You start defining yourself and your family through money. People who know the Pasin family know they stand by their word. The inherent trust, built up over generations, doesn’t exist because of their wealth. It is defined by the many handshake agreements honored throughout their history. Sometimes, however, family business owners start defining themselves through their money and fame, lending their name to buildings, parks, and other public areas. There can be lots of good civic reasons to support local causes, but if the underlying motivation is about showing off your money, the family has started down a slippery slope. When the need for outsider adulation dominates decisions, those outsiders start defining your values, rather than your own family. And once you’ve given others a right to define your own family values, you may feel the pressure to cut corners to make ever-grander gestures that maintain your public image.
Profit becomes your primary motive. Academics and thought-leaders have been telling us for years that the purpose of a corporation is to maximize shareholder value. That may be true for public companies, but family businesses are free to be different. They have an advantage in that the owners can choose what to prioritize — be it profit, family harmony, social responsibility, or some other dimension. When family businesses choose to over-emphasize profit to the detriment of their customers or the communities within which they live, they can find themselves heading down the wrong path. But those that can clearly articulate their motives beyond profit can help reinforce values and strengthen family harmony. At one family with whom we worked, the owners chose to run one of its businesses at a loss because it provided careers for family members and a much-needed public service to the community.

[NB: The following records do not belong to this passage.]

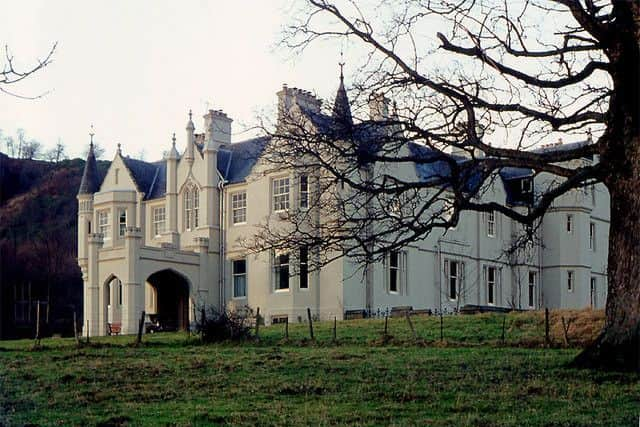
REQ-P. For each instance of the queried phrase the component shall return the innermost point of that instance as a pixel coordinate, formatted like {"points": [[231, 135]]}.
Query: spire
{"points": [[189, 154], [173, 153], [89, 183], [341, 108]]}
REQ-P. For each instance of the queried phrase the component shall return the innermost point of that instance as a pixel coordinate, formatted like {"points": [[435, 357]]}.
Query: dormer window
{"points": [[191, 203], [280, 192], [122, 222]]}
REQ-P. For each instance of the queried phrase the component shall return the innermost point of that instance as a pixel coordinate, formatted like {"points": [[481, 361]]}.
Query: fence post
{"points": [[37, 340], [386, 328], [75, 328], [286, 328], [547, 341], [335, 327], [140, 327], [310, 323], [257, 322], [413, 331]]}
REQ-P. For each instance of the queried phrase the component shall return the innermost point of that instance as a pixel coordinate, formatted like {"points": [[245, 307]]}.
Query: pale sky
{"points": [[133, 69]]}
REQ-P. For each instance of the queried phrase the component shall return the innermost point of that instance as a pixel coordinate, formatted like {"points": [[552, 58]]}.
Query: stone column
{"points": [[93, 313], [133, 289]]}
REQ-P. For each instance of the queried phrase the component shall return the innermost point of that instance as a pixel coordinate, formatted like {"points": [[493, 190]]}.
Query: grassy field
{"points": [[472, 378]]}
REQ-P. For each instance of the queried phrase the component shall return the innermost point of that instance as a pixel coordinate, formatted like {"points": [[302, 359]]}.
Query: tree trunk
{"points": [[617, 347]]}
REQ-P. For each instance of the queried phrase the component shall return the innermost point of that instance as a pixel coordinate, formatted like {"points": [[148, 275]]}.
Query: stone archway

Because family companies face so little scrutiny from the outside world, it might be all too easy to take “just this once” baby steps down a path that can eventually destroy the values they hold dear. Radio Flyer’s Pasin recalls one such moment with his father, years ago, when he questioned his father’s decision not to use cheaper materials for one of the company’s trademark red wagons. “I remember my Dad making the decision whether to use a cheaper steel and a cheaper tire on one of our wagons years ago,” Pasin recalls. “And I said to my Dad ‘Does it really matter? Will consumers know?’ And my Dad said ‘I’m not sure. But when in doubt, I like to overbuild stuff because I can sleep at night. There will be a lot of things you will lose sleep over running this business, but this won’t be one of them.’ I think about that every day. It’s one of the most important lessons my Dad ever taught me.”